Voltaire définit le beau ce qui doit charmer l’esprit et les sens. Un motif musical peut parler à l’imagination sur un instrument qui n’a qu’une manière de plaire aux sens, mais la réunion de divers instruments ayant une sonorité différente donnera plus de force à la sensation. A quoi servirait d’employer tantôt la flûte, tantôt la trompette ? La première s’associera à un rendez-vous de deux amants, la seconde au triomphe d’un guerrier ; ainsi de suite. Dans le piano même, pourquoi employer tour à tour les sons étouffés ou les sons éclatants, si ce n’est pour renforcer l’idée exprimée ? Il faut blâmer la sonorité mise à la place de l’idée, et encore faut-il avouer qu’il y a dans certaines sonorités, indépendamment de l’expression même, un plaisir pour les sens.

Il en est de même pour la peinture : un simple trait exprime moins et plaît moins qu’un dessin qui rend les ombres et les lumières. Ce dernier exprimera moins qu’un tableau : je suppose toujours le tableau amené au degré d’harmonie où le dessin et la couleur se réunissent dans un effet unique.
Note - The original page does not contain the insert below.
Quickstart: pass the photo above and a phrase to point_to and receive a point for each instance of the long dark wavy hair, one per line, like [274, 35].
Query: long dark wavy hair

Il faut se rappeler ce peintre ancien qui, ayant exposé une peinture représentant un guerrier, faisait entendre en même temps derrière une tapisserie la fanfare d’une trompette.

Les modernes ont inventé un genre qui réunit tout ce qui doit charmer l’esprit et les sens. C’est l’opéra. La déclamation chantée a plus de force que celle qui n’est que parlée. L’ouverture dispose à ce qu’on va entendre, mais d’une manière vague : le récitatif expose les situations avec plus de force que ne ferait une simple déclamation, et l’air, qui est en quelque sorte le point admiratif de chaque scène, complète la sensation par la réunion de la poésie et de tout ce que la musique peut y ajouter. Joignez à cela l’illusion des décorations, les mouvements gracieux de la danse.

Malheureusement tous les opéras sont ennuyeux, parce qu’ils vous tiennent trop longtemps dans une situation que j’appellerai abusive. Ce spectacle, qui tient les sens et l’esprit en échec, fatigue plus vite. Vous êtes promptement fatigué de la vue d’une galerie de tableaux : que sera-ce d’un opéra qui réunit dans un même cadre l’effet de tous les arts ensemble ?

— Je remarque dans cette forêt que non seulement les yeux sont mon seul moyen pour saisir les objets, mais encore qu’ils sont affectés agréablement ou désagréablement[1].

  1. Cette dernière phrase est biffée dans le manuscrit.